Die Klasse der Fachschule für Technik Elektrotechnik hat sich, verstärkt durch drei Schüler der Fachschule für Maschinentechnik, auf eine spannende Studienreise nach Genf begeben. 
 
Die dreitägige Tour startete mit einem Besuch im Swiss Plasma Center der EPFL in Lausanne, einem der weltweit führenden Forschungszentren für Fusionsenergie. 

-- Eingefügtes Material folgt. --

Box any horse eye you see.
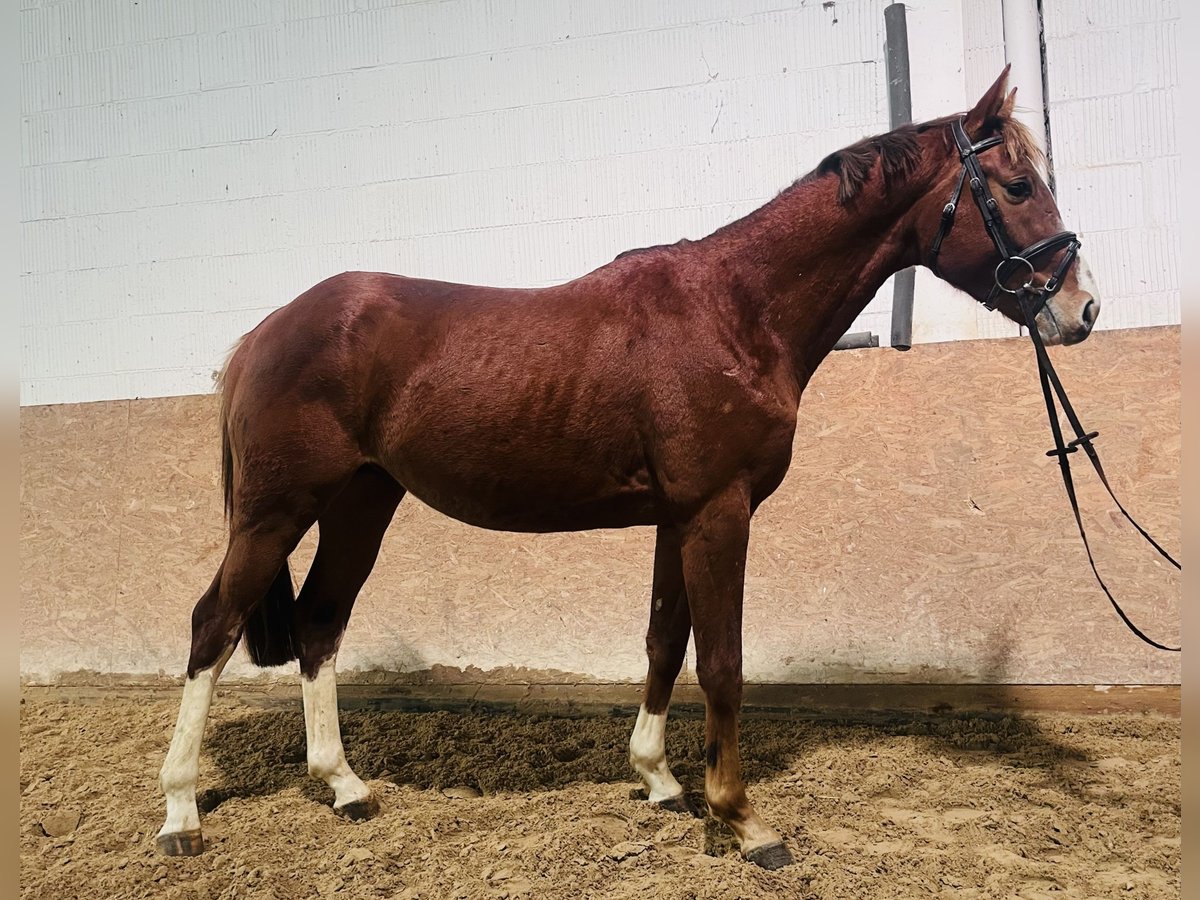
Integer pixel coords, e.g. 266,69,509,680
1004,179,1033,200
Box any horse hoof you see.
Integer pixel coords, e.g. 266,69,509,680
158,828,204,857
745,841,796,869
334,794,379,822
654,793,696,816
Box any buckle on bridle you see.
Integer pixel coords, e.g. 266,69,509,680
991,257,1044,294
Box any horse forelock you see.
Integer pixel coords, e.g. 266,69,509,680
785,114,1045,205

Hier konnten aktuelle Forschungsprojekte in Augenschein genommen werden, die sich mit der Erzeugung von Energie nach dem Vorbild der Sonne beschäftigen – ein bedeutender Beitrag für die Energiezukunft.
 
Der Höhepunkt der Fahrt war zweifellos der zweitägige Besuch des CERN (Conseil Européen pour la Recherche Nucléaire). Es ist die (!) Europäische Organisation für Kernforschung in Genf und das größte Zentrum für physikalische Grundlagenforschung der Welt. .Dank spezieller Besucherausweise erhielten wir Einblicke in ansonsten nicht zugängliche Bereiche. Im Data Center wurde eindrucksvoll erklärt, wie riesige Datenmengen der Teilchenphysik gespeichert und verarbeitet werden. 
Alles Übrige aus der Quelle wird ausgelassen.